It may not come in so dramatic a way as the above, although that's been known to occur, yet it is the same principle of dominance I see each and every time a new story is in its birthing stages. It's a still and quiet presence or an image, the inkling of a scene or a feeling which holds in the air and for a moment, I am dragged to that suspended wisp from my work in progress to consider it. It's enough to catch my attention, however momentarily, before I go back to the work at hand.
That introduction is necessary, too. If not for the early awareness of him, my subconscious would not begin to fester with the germs of a plot specifically tailored to that hero. But whether it be days or weeks, the plot does come forth. It carries the sense of certainty that it is his plot. To ignore it would be unwise and unbelievable in its development.
Generally I hang on as the rest unfolds. I type what is seen in my mind and because I met him earlier, because I had that chance to get a feel for his personality without his saying a word, because I know him, I know what he would and would not do. I believe this to be the key. In developing a character, you must first know them. Otherwise you are discovering them as the reader does and subject to inconsistencies in behavior and plot.How do I design a hero? I don't.
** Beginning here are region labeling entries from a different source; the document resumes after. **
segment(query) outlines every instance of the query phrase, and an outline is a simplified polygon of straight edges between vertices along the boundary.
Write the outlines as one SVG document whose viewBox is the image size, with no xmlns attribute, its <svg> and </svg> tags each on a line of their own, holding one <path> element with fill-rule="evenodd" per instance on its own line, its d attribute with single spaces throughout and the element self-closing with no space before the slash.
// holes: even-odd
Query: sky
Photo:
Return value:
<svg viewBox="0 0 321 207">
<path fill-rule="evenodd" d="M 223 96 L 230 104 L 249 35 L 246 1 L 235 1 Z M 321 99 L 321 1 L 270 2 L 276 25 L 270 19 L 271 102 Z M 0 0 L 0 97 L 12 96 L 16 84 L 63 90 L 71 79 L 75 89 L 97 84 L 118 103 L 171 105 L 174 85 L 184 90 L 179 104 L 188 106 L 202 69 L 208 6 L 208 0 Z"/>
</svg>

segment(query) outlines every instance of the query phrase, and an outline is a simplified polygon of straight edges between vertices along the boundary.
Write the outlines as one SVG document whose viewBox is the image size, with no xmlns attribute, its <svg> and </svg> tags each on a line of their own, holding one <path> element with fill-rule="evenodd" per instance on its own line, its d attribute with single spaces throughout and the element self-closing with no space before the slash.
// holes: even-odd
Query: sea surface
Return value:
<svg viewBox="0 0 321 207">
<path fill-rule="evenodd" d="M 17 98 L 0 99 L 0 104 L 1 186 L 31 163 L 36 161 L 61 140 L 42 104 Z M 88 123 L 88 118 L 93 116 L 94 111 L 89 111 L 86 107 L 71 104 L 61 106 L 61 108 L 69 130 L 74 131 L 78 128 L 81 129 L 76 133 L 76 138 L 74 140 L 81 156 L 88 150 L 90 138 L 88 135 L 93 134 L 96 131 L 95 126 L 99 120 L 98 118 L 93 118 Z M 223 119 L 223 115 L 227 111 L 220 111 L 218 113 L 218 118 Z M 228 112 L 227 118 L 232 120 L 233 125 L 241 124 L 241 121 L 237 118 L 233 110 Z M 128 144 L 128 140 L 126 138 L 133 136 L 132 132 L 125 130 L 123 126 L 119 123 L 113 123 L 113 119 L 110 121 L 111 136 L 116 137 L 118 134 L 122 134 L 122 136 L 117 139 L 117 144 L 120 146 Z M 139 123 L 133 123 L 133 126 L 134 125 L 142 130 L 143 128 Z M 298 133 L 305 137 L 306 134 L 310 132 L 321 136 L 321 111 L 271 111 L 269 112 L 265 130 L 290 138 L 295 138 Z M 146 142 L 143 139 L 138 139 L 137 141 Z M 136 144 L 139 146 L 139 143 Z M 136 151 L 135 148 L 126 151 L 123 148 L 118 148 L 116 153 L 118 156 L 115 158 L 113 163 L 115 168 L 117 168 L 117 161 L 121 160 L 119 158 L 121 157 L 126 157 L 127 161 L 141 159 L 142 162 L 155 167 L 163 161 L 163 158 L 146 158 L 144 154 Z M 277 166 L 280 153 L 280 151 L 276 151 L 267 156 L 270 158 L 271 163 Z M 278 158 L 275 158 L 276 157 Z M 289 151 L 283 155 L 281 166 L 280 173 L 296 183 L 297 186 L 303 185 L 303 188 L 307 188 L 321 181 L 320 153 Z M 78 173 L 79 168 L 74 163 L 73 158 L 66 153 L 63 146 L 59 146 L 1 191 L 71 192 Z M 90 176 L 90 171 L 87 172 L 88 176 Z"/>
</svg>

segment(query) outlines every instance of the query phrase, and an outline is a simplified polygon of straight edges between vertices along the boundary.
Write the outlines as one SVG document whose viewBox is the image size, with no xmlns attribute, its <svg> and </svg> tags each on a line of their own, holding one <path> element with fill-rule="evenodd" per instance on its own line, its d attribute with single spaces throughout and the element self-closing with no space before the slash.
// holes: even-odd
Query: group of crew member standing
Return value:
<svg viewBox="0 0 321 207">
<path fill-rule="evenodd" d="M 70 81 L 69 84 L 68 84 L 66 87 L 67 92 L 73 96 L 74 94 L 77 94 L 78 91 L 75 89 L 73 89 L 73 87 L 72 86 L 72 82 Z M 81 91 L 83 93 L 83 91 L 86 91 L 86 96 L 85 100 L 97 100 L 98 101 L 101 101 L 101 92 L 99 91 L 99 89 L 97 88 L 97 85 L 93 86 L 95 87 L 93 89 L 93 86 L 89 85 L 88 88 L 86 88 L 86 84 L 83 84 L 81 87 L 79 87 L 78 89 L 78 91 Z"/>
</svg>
He designs himself and I simply listen.
Video of note: Want to laugh? Rassles, I specifically think you will enjoy this. Click this link and scroll to the video box on Bronwyn Green's blog. Bonnie Tyler like you've never seen her. Beverage warning.
Monday, July 13, 2009
As acid on the skin
I went swimming at a friend's pool. Cloud cover and rain would have suggested this a bad idea, except I was determined to enjoy myself. Swimming in the rain is a pleasure, by the way, unless you get electrocuted. Then I can't imagine it would be. But during the spots of only moderate cloud cover, I acquired more than my share of sun on my legs. Now there is pain.
Other shit: She's Got Balls is winding down. I expect to finish it today, fix it up and format the thing and turn it in to my editor. Then it's on to the next project. It's as yet untitled. I would imagine the appropriate words will come to me when I need them. Let's hope, shall we?
Other-er shit: I'm re-reading a book by Bronwyn Green in my free time. She has a unique ability to capture emotion and distill it into a near-tangible mist, substantiating it for the reader in new ways. Kudos Ms. Green.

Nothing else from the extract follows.